For exams that do involve pelvic exposure, the benefit of the imaging is weighed against the risk. Patients of childbearing potential are typically asked about pregnancy status before the exam. If a procedure is expected to deliver a high dose to the area near the fetus, a pregnancy test within 72 hours before the procedure is recommended. But when the imaging is medically necessary, even during pregnancy, it can often still be performed safely. The goal is informed decision-making, not blanket avoidance.

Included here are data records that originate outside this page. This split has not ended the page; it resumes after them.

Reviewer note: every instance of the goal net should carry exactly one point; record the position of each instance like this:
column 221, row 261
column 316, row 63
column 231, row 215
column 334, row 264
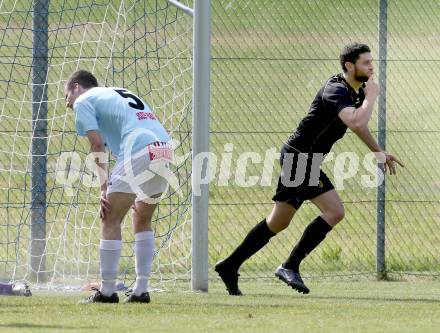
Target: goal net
column 49, row 198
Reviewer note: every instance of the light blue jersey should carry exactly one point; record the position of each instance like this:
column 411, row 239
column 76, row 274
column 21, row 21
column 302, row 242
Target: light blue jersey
column 126, row 123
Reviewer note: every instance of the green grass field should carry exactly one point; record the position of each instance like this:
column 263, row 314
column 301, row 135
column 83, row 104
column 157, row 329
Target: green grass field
column 268, row 60
column 268, row 307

What X-Rays Can and Cannot Show

X-rays are best at imaging structures with high contrast differences. Bones, teeth, and metal objects show up clearly because they absorb far more radiation than the tissue around them. Chest X-rays are effective at spotting pneumonia, lung tumors, and heart enlargement because the air-filled lungs provide strong contrast against denser structures.

Where standard X-rays fall short is in distinguishing between soft tissues of similar density. A torn ligament, a brain tumor, or early-stage organ disease won’t show up well on a plain X-ray. For those situations, doctors turn to CT scans for detailed cross-sectional views, MRI for soft tissue and brain imaging (which uses magnets instead of radiation), or ultrasound for real-time imaging without any radiation at all. Each tool has a role, and the X-ray’s role is as the fast, low-cost, low-dose first look that answers straightforward questions: is it broken, is there fluid in the lungs, has the tooth decayed.